On the contrary, I'm saying that all work can be fulfilling, not just STEM work. But all work can also be degrading if it forces people to compromise themselves unreasonably.
Also I think a side effect of Basic Income will be greatly increased quality of jobs, because I'd imagine for a lot of jobs, making them less shitty is a lot more attractive for the cost than a higher wage.
For example, a lot of service jobs have polices of putting up with extremely obnoxious behaviour, because it marginally increases revenue at the expense of the employee's sanity, which is effectively free. But if you're not quite as desperate for a job, you're much more able to price that in, and choose to work for less at the restaurant next door, that lets you tell jerks to GTFO.
All work can certainly be fulfilling, but more because of the reasons I described (it's a means to an end) than the reasons you're describing. Certainly, people shouldn't be forced to take particularly degrading jobs when they don't want to in order to survive. But do they find it degrading, or do you?
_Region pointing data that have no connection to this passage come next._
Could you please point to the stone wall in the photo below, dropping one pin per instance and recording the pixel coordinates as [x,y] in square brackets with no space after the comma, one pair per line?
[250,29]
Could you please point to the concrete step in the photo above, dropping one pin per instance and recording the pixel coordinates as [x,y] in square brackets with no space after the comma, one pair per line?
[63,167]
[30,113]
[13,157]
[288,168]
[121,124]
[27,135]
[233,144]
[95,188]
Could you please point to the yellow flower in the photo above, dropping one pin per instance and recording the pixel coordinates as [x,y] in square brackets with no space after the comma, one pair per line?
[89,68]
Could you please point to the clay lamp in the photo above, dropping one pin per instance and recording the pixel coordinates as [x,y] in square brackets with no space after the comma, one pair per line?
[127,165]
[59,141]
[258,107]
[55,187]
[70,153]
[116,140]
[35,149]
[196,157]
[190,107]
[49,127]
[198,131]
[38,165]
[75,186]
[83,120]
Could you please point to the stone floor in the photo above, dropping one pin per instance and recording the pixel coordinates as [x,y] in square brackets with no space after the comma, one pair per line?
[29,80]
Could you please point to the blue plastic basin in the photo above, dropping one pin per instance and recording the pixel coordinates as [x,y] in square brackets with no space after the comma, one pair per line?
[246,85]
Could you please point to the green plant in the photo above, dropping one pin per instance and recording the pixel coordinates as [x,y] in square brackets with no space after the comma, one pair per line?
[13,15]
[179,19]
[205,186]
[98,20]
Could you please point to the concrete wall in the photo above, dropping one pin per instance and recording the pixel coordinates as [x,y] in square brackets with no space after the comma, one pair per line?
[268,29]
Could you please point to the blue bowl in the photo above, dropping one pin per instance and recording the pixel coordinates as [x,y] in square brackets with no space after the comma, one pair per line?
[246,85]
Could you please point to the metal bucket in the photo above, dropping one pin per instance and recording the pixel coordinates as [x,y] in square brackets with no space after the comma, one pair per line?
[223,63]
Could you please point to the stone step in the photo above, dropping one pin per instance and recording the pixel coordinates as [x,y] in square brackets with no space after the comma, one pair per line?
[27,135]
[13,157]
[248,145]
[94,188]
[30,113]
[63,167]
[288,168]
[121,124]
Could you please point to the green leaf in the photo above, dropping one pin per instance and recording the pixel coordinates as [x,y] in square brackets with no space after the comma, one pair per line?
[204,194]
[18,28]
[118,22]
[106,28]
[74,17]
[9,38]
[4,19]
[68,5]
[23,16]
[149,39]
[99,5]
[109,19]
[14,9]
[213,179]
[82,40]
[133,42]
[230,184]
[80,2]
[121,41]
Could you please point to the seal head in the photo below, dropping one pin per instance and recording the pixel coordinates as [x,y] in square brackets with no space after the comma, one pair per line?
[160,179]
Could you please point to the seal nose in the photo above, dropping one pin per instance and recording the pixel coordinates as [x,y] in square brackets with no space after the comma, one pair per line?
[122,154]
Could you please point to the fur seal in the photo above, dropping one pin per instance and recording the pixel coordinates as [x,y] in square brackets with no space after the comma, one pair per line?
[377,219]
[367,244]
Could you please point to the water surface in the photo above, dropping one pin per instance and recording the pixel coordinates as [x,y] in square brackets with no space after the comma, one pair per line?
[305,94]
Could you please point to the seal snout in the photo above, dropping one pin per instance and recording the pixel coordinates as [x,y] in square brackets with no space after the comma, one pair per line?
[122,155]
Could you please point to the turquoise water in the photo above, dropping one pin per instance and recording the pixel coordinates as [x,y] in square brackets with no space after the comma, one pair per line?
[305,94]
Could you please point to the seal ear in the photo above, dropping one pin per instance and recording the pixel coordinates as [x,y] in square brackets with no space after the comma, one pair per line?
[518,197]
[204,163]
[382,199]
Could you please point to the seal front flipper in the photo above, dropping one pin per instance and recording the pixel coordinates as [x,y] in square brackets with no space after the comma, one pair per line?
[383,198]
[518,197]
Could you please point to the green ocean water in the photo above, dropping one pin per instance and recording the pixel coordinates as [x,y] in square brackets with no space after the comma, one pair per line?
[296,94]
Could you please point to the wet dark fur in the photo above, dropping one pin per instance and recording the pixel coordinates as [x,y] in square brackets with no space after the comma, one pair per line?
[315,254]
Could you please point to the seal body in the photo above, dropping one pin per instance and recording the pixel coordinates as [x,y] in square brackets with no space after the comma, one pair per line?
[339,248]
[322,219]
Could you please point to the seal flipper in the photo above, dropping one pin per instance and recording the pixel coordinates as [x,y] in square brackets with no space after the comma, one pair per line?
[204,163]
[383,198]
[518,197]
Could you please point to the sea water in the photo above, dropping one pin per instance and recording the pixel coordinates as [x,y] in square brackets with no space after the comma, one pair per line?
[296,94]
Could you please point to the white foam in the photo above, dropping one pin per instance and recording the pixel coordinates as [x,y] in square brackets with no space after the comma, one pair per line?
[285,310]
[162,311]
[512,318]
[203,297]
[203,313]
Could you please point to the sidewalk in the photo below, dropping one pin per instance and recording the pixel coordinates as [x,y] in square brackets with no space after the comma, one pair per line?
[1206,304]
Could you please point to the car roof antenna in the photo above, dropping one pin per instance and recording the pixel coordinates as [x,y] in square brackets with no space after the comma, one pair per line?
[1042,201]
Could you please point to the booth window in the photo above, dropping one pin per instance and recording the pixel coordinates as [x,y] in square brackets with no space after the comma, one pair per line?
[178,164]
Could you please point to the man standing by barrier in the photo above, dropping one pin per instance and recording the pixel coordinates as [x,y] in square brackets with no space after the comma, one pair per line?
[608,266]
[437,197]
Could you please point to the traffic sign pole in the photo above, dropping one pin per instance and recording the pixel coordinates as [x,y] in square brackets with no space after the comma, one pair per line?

Those are two very different things.
It's impossible that there are enough people in the world passionate about garbage collection -- allocated perfectly across the correct geographic regions, mind you -- to fill all of the available positions.
I feel like your ideals are very far away from a gritty reality of the working arrangement for most people.
The foundation of society is people working for each other and for themselves, regardless of whatever so-called "economy" is imposed on top of that. Underneath the money (or in some societies the lack of money), what do you have? People doing work, getting in the flow of life, sharing and receiving with the people around them. That's the basis of living life.